Gadoufaoua, Kreidefossilienstätte in der Ténéré-Wüste, Niger
Gadoufaoua ist eine fossile Lagerstätte aus der Kreidezeit in der Tenere-Wüste Nigers, wo versteinte Baumstämme und Knochen prähistorischer Tiere aus dem Wüstenboden ragen. Das Gelände verteilt sich über eine große Fläche mit freiliegenden Überresten, die von Wind und Erosion teilweise bereits an die Oberfläche gebracht wurden.
Französische Geologen dokumentierten diese Stätte in den 1950er Jahren und erkannten, dass sie Teil einer Region mit den konzentriertesten Dinosauriervorkommen Afrikas ist.
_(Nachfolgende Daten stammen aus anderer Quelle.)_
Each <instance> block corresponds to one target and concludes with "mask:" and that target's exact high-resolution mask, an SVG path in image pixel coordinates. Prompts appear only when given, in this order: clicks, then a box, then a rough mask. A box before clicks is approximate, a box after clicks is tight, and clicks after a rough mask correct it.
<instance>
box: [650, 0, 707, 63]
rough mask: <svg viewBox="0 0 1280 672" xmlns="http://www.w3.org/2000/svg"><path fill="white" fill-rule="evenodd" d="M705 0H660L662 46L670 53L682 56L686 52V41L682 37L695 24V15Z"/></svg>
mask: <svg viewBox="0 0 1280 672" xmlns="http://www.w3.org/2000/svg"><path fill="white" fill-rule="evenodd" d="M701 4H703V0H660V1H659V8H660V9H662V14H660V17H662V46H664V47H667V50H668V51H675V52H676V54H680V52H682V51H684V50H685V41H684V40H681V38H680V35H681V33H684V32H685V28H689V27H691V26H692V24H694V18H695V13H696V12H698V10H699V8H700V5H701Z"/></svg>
Die Lagerstätte entstand vor etwa 100 Millionen Jahren, als ein subtropisches Klima Flüsse und Seen in die heutige Wüstenregion brachte.
Der Name Gadoufaoua stammt von den Tuareg und bedeutet der Ort, an dem Kamele Angst haben, ein Hinweis auf die extreme Trockenheit und Einsamkeit dieser Region. Besucher können heute noch nachvollziehen, warum Nomaden diesen Ort mieden, wenn sie die karge Landschaft durchqueren.
Das Gelände ist remote und erfordert eine gut geplante Reise mit Vorräten und zuverlässigem Transport durch die Wüste. Die beste Besuchszeit liegt in den kühleren Monaten, da die extreme Hitze und Sandstürme zu anderen Jahreszeiten die Erkundung erheblich erschweren.
1997 wurde hier der massive Sarcosuchus imperator gefunden, ein prähistorisches Krokodil, das größer war als der bekannte T-Rex. Der Fund dieses Riesenkrokodils zeigte, dass das Ökosystem damals von Raubtieren dominiert wurde, die die Dinosaurier in Größe und Kraft übertrafen.